Dolphins sometimes work together during feeding. They use a variety of cooperative methods to entrap their prey.
Seabrook is one of the few places in the world where they perform a technique called strand feeding.
From the National Wildlife Federation:
In the salt marshes of the southeastern United States, bottlenose dolphins use a wide variety of foraging behaviors. They frequently follow shrimp trawlers, diving down to the sandy bottom to catch fish and invertebrates disturbed by nets dragged behind the boats. They also circle shrimp boats at anchor, waiting for fishermen to toss unwanted fish overboard. It is not uncommon to see as many as 30 dolphins behind a single shrimp trawler, feeding on bycatch tossed overboard.

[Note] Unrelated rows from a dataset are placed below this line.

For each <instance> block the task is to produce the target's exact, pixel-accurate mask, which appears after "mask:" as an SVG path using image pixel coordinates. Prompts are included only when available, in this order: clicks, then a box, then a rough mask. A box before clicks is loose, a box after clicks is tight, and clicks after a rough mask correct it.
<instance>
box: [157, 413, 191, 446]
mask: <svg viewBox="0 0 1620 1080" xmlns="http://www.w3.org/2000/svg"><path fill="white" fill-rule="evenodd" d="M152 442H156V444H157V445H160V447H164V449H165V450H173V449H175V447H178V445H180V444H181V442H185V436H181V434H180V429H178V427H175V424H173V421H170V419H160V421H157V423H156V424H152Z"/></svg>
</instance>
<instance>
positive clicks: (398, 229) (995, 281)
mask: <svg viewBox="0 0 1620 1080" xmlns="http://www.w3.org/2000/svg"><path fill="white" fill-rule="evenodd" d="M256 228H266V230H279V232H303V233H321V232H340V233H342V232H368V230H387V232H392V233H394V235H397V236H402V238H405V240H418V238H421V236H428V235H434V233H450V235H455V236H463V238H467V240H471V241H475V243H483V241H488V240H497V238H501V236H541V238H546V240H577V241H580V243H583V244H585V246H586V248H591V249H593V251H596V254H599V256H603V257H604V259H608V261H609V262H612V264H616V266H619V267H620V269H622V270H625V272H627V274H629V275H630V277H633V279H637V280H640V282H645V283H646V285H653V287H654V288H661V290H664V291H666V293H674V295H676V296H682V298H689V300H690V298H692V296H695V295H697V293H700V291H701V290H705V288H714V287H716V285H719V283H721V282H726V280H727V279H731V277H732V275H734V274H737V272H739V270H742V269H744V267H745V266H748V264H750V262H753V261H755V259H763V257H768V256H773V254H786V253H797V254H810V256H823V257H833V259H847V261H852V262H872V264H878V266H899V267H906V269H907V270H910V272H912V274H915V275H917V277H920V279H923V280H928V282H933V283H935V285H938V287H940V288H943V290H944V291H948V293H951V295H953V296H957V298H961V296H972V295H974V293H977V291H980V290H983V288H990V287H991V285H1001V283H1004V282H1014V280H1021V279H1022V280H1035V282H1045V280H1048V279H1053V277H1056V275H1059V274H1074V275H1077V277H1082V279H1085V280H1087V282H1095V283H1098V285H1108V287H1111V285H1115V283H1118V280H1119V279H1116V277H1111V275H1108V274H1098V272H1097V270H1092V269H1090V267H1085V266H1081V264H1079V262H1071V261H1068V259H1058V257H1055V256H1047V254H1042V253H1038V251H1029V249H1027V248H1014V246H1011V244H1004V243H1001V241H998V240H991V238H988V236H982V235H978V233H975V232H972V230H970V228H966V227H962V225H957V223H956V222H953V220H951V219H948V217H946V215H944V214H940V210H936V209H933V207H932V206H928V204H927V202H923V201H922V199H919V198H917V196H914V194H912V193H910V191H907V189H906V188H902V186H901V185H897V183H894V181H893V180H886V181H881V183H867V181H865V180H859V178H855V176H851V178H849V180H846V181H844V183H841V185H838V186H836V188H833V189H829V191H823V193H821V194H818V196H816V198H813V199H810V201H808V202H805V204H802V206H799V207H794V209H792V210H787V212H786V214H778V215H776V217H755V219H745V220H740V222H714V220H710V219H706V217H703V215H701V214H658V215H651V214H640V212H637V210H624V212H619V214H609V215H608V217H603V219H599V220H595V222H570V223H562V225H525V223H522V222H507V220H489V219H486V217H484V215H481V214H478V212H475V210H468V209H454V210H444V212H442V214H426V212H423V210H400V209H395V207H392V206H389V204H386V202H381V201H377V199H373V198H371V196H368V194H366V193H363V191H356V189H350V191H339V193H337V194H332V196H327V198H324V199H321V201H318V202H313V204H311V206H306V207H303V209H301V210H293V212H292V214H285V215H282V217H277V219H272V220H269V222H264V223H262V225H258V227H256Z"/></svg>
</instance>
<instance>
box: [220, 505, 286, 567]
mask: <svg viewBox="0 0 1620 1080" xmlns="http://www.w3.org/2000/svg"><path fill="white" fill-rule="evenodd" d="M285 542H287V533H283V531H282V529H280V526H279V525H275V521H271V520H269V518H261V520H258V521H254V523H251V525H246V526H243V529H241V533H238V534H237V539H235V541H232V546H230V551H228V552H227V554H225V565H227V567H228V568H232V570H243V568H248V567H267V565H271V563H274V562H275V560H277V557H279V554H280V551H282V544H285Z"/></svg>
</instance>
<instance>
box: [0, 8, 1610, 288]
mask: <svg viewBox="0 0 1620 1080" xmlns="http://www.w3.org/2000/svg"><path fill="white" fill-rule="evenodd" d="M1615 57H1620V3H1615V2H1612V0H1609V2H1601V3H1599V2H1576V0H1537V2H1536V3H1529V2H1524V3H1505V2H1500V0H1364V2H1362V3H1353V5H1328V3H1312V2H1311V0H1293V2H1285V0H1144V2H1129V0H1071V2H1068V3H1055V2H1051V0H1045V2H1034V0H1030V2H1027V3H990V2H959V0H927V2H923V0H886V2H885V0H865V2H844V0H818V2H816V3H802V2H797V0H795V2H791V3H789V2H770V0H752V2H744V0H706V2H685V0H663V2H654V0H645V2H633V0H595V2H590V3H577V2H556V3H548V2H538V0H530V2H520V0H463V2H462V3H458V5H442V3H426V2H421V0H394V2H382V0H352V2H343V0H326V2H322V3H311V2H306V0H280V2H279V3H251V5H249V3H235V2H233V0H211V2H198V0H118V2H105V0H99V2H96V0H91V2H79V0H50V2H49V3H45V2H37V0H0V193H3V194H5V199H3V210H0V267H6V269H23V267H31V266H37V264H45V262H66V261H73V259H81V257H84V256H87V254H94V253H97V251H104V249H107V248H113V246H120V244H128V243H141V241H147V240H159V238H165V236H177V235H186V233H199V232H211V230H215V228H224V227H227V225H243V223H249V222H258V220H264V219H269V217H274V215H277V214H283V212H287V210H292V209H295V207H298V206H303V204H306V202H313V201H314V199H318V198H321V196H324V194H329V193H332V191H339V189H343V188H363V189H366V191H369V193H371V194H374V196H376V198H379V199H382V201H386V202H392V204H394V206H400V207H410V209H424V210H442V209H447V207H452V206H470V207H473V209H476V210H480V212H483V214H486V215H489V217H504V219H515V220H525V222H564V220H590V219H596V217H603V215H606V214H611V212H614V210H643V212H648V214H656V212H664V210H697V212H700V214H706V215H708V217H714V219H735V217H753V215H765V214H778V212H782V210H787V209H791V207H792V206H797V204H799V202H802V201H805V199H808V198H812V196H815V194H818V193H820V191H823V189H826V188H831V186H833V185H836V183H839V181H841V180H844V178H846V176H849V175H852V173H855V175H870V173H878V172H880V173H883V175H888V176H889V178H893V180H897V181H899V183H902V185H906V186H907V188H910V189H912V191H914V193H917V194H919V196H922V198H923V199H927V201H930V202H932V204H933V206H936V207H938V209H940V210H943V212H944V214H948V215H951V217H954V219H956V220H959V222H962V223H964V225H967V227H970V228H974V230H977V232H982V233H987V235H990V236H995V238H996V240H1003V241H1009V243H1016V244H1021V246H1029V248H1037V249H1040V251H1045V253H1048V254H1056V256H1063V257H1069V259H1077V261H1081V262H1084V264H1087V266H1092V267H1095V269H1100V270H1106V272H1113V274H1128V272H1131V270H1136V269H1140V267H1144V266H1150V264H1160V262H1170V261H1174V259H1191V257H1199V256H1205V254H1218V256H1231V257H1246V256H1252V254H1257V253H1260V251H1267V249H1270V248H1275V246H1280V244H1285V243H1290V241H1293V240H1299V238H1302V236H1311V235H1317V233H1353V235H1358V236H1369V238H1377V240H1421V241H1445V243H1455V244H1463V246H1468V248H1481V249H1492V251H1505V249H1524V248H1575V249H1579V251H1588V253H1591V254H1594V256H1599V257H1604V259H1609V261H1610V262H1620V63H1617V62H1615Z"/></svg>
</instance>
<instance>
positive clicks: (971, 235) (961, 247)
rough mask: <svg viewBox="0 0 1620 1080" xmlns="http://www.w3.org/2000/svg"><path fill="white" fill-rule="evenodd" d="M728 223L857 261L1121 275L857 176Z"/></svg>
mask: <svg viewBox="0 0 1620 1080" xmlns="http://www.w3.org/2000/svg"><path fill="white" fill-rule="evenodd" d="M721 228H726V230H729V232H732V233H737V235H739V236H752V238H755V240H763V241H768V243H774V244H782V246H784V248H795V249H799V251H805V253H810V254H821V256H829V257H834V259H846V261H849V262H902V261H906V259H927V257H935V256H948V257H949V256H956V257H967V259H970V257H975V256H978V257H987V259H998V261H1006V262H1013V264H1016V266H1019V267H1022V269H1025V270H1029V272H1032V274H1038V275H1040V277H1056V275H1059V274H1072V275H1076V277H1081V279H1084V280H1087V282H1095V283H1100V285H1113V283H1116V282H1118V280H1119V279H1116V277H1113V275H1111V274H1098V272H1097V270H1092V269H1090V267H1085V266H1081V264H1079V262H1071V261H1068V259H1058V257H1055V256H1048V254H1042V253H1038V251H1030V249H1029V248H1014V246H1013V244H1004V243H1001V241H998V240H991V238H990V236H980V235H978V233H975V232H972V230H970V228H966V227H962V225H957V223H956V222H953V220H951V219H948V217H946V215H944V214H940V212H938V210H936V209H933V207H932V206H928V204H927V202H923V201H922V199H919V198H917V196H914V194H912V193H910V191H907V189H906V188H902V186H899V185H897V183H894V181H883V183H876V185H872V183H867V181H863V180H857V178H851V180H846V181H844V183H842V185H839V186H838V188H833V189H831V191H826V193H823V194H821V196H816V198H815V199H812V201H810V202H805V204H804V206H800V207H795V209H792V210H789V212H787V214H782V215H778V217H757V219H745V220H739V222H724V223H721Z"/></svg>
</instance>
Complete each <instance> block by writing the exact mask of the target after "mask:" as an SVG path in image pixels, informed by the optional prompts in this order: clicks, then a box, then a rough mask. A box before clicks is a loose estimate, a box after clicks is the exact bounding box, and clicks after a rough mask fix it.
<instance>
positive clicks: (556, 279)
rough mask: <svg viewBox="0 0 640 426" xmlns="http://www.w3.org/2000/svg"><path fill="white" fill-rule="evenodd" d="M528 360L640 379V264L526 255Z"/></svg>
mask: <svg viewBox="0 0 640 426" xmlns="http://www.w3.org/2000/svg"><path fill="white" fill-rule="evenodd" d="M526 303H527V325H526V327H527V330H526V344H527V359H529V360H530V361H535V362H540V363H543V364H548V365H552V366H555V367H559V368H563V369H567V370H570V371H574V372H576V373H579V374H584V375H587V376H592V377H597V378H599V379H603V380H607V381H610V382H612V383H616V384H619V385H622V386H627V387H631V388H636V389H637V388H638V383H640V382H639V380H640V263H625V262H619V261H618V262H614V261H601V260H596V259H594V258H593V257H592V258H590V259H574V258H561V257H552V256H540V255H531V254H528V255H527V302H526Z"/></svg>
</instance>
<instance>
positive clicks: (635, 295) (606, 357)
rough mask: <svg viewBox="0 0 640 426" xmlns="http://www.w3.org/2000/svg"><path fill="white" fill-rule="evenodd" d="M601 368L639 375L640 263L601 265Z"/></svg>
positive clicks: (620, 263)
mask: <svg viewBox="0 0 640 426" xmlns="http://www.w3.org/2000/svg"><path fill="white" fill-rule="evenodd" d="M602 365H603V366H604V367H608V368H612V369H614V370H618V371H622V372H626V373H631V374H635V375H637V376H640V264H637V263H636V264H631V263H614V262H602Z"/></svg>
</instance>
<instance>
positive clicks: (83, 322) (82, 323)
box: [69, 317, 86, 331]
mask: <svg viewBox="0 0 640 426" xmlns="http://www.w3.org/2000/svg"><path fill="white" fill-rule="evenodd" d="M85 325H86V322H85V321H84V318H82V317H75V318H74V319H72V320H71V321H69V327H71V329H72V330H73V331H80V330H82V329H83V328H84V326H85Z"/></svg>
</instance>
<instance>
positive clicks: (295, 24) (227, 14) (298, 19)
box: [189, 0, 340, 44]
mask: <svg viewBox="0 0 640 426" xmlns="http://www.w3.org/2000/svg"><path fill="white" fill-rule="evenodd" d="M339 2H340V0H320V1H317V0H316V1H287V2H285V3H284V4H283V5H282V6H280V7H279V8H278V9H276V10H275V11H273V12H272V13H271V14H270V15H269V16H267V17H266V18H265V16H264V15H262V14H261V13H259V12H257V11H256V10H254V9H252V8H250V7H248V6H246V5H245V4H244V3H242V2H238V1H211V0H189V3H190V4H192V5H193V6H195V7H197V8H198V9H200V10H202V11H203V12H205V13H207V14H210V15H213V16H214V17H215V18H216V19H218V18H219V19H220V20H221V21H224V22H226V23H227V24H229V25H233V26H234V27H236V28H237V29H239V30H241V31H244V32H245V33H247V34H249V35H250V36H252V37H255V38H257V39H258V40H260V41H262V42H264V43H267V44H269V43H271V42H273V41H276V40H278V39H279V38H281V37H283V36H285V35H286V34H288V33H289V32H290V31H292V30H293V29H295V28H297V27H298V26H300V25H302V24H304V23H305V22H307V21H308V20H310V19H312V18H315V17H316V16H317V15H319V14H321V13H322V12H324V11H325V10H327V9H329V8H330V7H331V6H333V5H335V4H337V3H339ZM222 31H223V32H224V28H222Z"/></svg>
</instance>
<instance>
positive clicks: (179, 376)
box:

The most spectacular foraging behavior, however, is strand feeding, which usually involves one to six dolphins corralling a school of fish in a tidal creek at or around low tide. Working cooperatively and using echolocation to monitor their prey in the turbid, murky waters, the dolphins circle the fish, herding them into a tighter school and toward a gently sloping mud bank. Then, with a sudden burst of speed, the dolphins create a bow wave that throws the fish up out of the water and onto the mud bank. Using their excellent above-water eyesight, the dolphins scoop up the fish. For reasons still obscure to science, they always strand on their right sides, and, over time, the teeth on the right sides of their jaws wear down from taking in as much abrasive mud as fish.